Glaciers of northern Greenland

Northern edge of Greenland

Dates of acquisition:

August 2nd, 2024 | 19:10:30 UTC
August 2nd, 2024 | 19:10:30 UTC
August 3rd, 2024 | 20:19:05 UTC
August 1st, 2024 | 17:09:32 UTC
August 2nd, 2024 | 18:19:28 UTC
August 11th, 2024

Sensor: Sentinel-2 L2A

Coordinates: See table in text

Along the edges of the Greenland Ice Sheet, where the land is mostly ice-free in summer, there are many small, isolated glaciers. We couldn’t find the names of these glaciers, we’re not even sure if they have any, so we’ve listed them by location.
A glacier is a mass of ice that flows slowly, under the influence of gravity, from the highest point of the glacier to its edge. Glaciers are formed by large amounts of precipitation – mainly snow. Within the glacier body, the snow is transformed into firn (a densely packed, granular and recrystallized, perennial intermediate stage between snow and ice), and then into ice. These transformations occur through an increase in the density of the snow, caused by the pressure of the overlying mass, or by its melting with repeated freezing of the meltwater in the mass. The shape of the glacier is determined by the landscape in which it is located.
If the glacier is large enough, the summer temperature rise is not sufficient to melt the snow on its surface, because a large “cold reserve” in the glacier body prevents the snow from melting. If the glacier is relatively small, the snow on its surface melts, and its icy (often uneven) surface is exposed, providing an excellent opportunity to study its structure and even its evolutionary history.
Let’s take a closer look at the surface of the glacier, here called “Nyeboe Land W” (Figure 1). We can clearly recognize ice flow lines and dark and light isolines of varying thickness. Each isoline most likely represents a layer of ice formed over one short, continuous period (from a few months to a few years). The dark colour may indicate the presence of dust, and/or dirt, and solids other than ice in the ice layers that fell with the snow and hence an increased content of aerosols in the atmosphere during this period.
The angles of the flow lines to the isolines are equal to or close to 90°, which could confirm the assumption about the ice layers.
In summer, in mid/late July / early August, the ice of the glacier melts from below. At the same time, the snow and ice on the surface melt unevenly. The surface of the glacier is therefore uneven. This is why the isolines take the form of circles, ovals and meandering, closed lines that show the positions of the layers, which are all roughly at the same level in height.
Observations of the layers and comparison between different glaciers can help to establish an approximate chronostratigraphy of the ice layers and a historical line of aerosol content in the atmosphere over hundreds, thousands and even tens of thousands of years.
There are also 4 other beautiful images (Figures 2–5) of glaciers in different areas of north and northeast Greenland.

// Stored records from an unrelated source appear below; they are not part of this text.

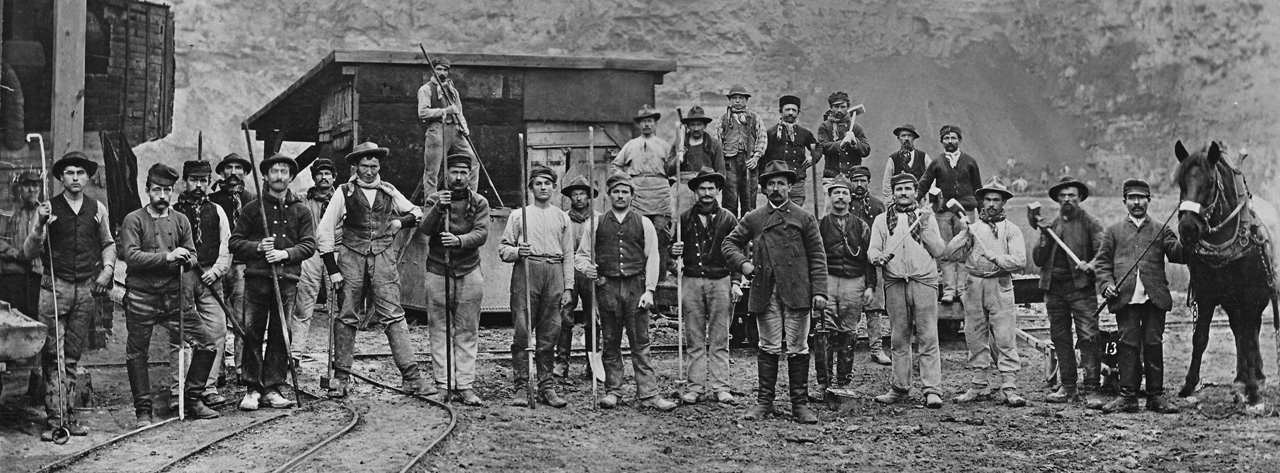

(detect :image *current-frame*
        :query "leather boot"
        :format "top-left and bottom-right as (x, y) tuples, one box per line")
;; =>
(328, 321), (358, 398)
(787, 352), (822, 423)
(183, 350), (218, 419)
(744, 349), (778, 421)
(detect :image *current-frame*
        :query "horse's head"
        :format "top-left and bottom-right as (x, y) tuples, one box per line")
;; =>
(1174, 141), (1222, 245)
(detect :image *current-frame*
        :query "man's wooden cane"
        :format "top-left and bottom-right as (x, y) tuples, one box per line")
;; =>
(241, 121), (302, 408)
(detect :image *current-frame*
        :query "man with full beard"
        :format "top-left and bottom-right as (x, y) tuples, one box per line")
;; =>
(1032, 176), (1103, 405)
(943, 179), (1027, 408)
(671, 167), (742, 404)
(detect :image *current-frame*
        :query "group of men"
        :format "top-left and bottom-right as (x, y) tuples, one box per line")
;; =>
(10, 76), (1181, 438)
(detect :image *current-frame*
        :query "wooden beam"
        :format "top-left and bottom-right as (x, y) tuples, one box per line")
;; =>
(50, 0), (87, 159)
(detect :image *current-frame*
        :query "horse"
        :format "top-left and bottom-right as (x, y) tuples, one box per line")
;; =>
(1174, 141), (1276, 413)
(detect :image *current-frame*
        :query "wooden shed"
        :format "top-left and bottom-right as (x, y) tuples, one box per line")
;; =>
(248, 50), (676, 311)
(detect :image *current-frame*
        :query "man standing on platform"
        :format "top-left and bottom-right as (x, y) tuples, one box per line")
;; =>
(417, 156), (489, 405)
(498, 165), (573, 408)
(721, 161), (827, 423)
(671, 167), (742, 404)
(710, 84), (768, 216)
(818, 92), (872, 179)
(920, 125), (982, 304)
(943, 179), (1027, 408)
(230, 155), (316, 410)
(23, 151), (117, 441)
(317, 142), (436, 398)
(575, 173), (676, 410)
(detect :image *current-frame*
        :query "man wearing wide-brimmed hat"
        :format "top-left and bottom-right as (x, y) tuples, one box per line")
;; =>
(230, 155), (316, 410)
(817, 91), (872, 178)
(943, 178), (1027, 408)
(671, 167), (742, 404)
(317, 142), (435, 398)
(0, 171), (41, 318)
(710, 84), (768, 216)
(417, 58), (480, 194)
(575, 173), (676, 410)
(23, 151), (116, 441)
(764, 96), (819, 206)
(1032, 176), (1103, 405)
(721, 161), (827, 423)
(881, 124), (931, 201)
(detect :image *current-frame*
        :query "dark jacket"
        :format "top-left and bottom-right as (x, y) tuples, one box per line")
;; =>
(721, 201), (827, 313)
(1093, 216), (1183, 313)
(229, 190), (316, 281)
(1032, 208), (1102, 290)
(417, 192), (489, 277)
(680, 207), (739, 279)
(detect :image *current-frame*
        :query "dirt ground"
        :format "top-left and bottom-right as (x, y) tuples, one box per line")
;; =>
(0, 301), (1280, 472)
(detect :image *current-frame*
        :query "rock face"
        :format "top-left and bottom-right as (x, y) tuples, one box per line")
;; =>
(138, 0), (1280, 199)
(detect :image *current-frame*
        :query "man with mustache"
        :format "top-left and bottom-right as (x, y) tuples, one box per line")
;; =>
(23, 151), (117, 441)
(169, 161), (232, 418)
(230, 155), (316, 410)
(881, 124), (931, 201)
(920, 125), (982, 304)
(1032, 176), (1103, 407)
(417, 156), (489, 407)
(764, 96), (818, 206)
(671, 167), (742, 404)
(417, 58), (480, 193)
(120, 164), (204, 427)
(575, 173), (676, 410)
(721, 161), (827, 423)
(943, 179), (1027, 408)
(867, 173), (947, 409)
(0, 171), (40, 318)
(552, 175), (600, 377)
(1093, 179), (1183, 414)
(710, 84), (768, 216)
(318, 142), (424, 398)
(817, 92), (872, 179)
(289, 157), (342, 363)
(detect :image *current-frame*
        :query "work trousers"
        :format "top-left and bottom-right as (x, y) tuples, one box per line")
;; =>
(964, 275), (1021, 389)
(681, 276), (733, 394)
(422, 121), (481, 196)
(884, 279), (942, 396)
(40, 276), (97, 418)
(595, 275), (658, 399)
(1044, 280), (1102, 390)
(241, 276), (298, 394)
(723, 153), (764, 217)
(426, 268), (484, 390)
(511, 258), (564, 390)
(755, 288), (810, 355)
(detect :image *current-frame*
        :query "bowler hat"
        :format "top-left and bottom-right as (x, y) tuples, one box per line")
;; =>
(1048, 175), (1089, 202)
(759, 161), (796, 185)
(689, 166), (724, 192)
(52, 151), (97, 179)
(347, 141), (392, 166)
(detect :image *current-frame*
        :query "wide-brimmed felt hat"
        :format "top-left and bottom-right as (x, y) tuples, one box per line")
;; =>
(759, 161), (796, 185)
(680, 105), (712, 124)
(51, 151), (97, 179)
(561, 175), (600, 198)
(257, 153), (298, 178)
(214, 153), (253, 174)
(631, 104), (662, 123)
(893, 123), (920, 138)
(689, 166), (724, 192)
(1048, 175), (1089, 202)
(346, 141), (392, 166)
(973, 178), (1014, 201)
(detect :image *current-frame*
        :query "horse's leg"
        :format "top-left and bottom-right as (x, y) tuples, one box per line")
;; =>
(1178, 303), (1215, 398)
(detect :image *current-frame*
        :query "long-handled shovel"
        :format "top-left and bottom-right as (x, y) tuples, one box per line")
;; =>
(241, 121), (302, 408)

Table of figures and locations

Image	Location	°N	°W	km*	km^{2 Δ}
Figure 1	Nyeboe Land W	81.823°	57.415°	26	23
Figure 2	Nyeboe Land E	81.855°	55.513°	16	11
Figure 3	J.C. Christensens Land	81.466°	30.122°	150	425
Figure 4	Crown Prince Christian Land	80.696°	21.603	145	605
Figure 5	Peary land NW	82.707°	28.929°	40	30
Figure 6	Peary land SE	82.645°	28.311°	37	29
Figure 7	Nyeboe Land E	81.929°	55.912°	3.5	0.9
Header image	Nyeboe Land E	81.805°	55.700°	42	36

* length around the perimeter [km] (approximately)
^Δ area [km²] (approximately)

By the end of August, the surface begins to be covered with snow again and winter quickly sets in (Figure 6).

To illustrate that glaciers change in size, consider the example of a small glacier in eastern Nyeboe Land(81.929°N, 55.912°W, Figure 7). Small glaciers, which have the highest surface area to mass ratio, melt faster than larger glaciers and show more significant changes. This glacier (Figure 7) has now a surface area of about 0.9 km². Probably due to global warming, it has shrunk from 2.1 km² to its current size in the last 25 years.
Figure 8 shows a comparison of the size of the glacier in 1999 and 2024, and its changing approximate boundaries for different years during this period.